¿La fractura de un Estado debe decidirse a cara o cruz?
Un referendo de estas características nunca será meramente consultivo. No es una encuesta. No pulsa la voluntad: la fija.
El referéndum en Escocia ha producido, entre otras anécdotas, la del raro acuerdo entre el historiador Neill Ferguson, de origen escocés, y el economista americano Paul Krugman. Ambos advierten, por decirlo en corto, que la separación sería muy mal negocio para los escoceses. Pero sería un auténtico desperdicio que del asunto de Escocia sólo quedaran las anécdotas y el ruido y la furia de la campaña, además de lo que vendrá una vez se conozca el resultado. Porque entre todos los interrogantes que suscita un proceso así hay uno que merece más reflexión de la que se le está dedicando. Es la cuestión sobre la idoneidad de que sea por el solo procedimiento de un referéndum cómo se decida la ruptura de un Estado. Más aún si basta una mayoría simple.
Sobre el papel, un resultado a favor de la independencia en un referéndum como el escocés o como el que regula la Ley de Claridad canadiense no comporta la secesión de manera automática.
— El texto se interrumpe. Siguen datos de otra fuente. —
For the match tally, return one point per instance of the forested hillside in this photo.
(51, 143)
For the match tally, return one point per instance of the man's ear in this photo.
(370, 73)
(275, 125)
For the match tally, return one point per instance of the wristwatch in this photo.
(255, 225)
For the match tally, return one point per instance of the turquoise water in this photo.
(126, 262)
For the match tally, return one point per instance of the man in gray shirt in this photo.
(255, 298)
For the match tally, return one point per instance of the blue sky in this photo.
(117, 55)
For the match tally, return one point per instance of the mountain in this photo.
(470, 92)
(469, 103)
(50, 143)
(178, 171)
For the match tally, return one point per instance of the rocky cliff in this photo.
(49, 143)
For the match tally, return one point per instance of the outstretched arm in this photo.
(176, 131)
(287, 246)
No es de autodeterminación, cierto. Pero vayamos del papel al terreno. ¿Alguien piensa que una vez emitidos los votos se puede hacer otra cosa que cumplir su mandato? Todo es posible, sí, pero entonces se han hecho las cosas al revés. No se pide primero a la gente que vote para después mandarla a freír. O para negociar acto seguido un estatus intermedio, si hay alguno. Un referendo de estas características nunca será meramente consultivo. No es una encuesta. No pulsa la voluntad: la fija.
En la mayoría de las democracias, con la notable excepción suiza, el referéndum suele emplearse para someter al electorado decisiones de relevancia aprobadas por los parlamentos. En buena práctica, tales decisiones son el fruto de un compromiso que vincula a una amplia mayoría. La votación culmina un proceso de aproximación entre posiciones diferentes. Esto no ocurre en el caso de los referéndums independentistas. No abren un espacio a la negociación: lo cierran. La ruptura o la continuidad de un Estado se juegan a cara o cruz. De salir el sí ya no eres británico, de salir el no lo sigues siendo ¡de momento!
De momento. Otra de las diabluras que entraña este tipo de referéndum es que las consecuencias para unos y otros son asimétricas. Aunque fracasen ahora, los independentistas podrán volver a la carga y, en seis, en diez, en quince años, generar la presión suficiente para que la votación se repita. Pero si triunfan, los perdedores, los contrarios a la secesión, se convierten enseguida en ciudadanos de otro Estado: en esas condiciones, la posibilidad de que reúnan la fuerza necesaria para intentar revertir la situación es remota. Sin contar con que una vez levantadas las fronteras y las ampollas, los antiguos conciudadanos estén poco predispuestos a acoger a los que se fueron.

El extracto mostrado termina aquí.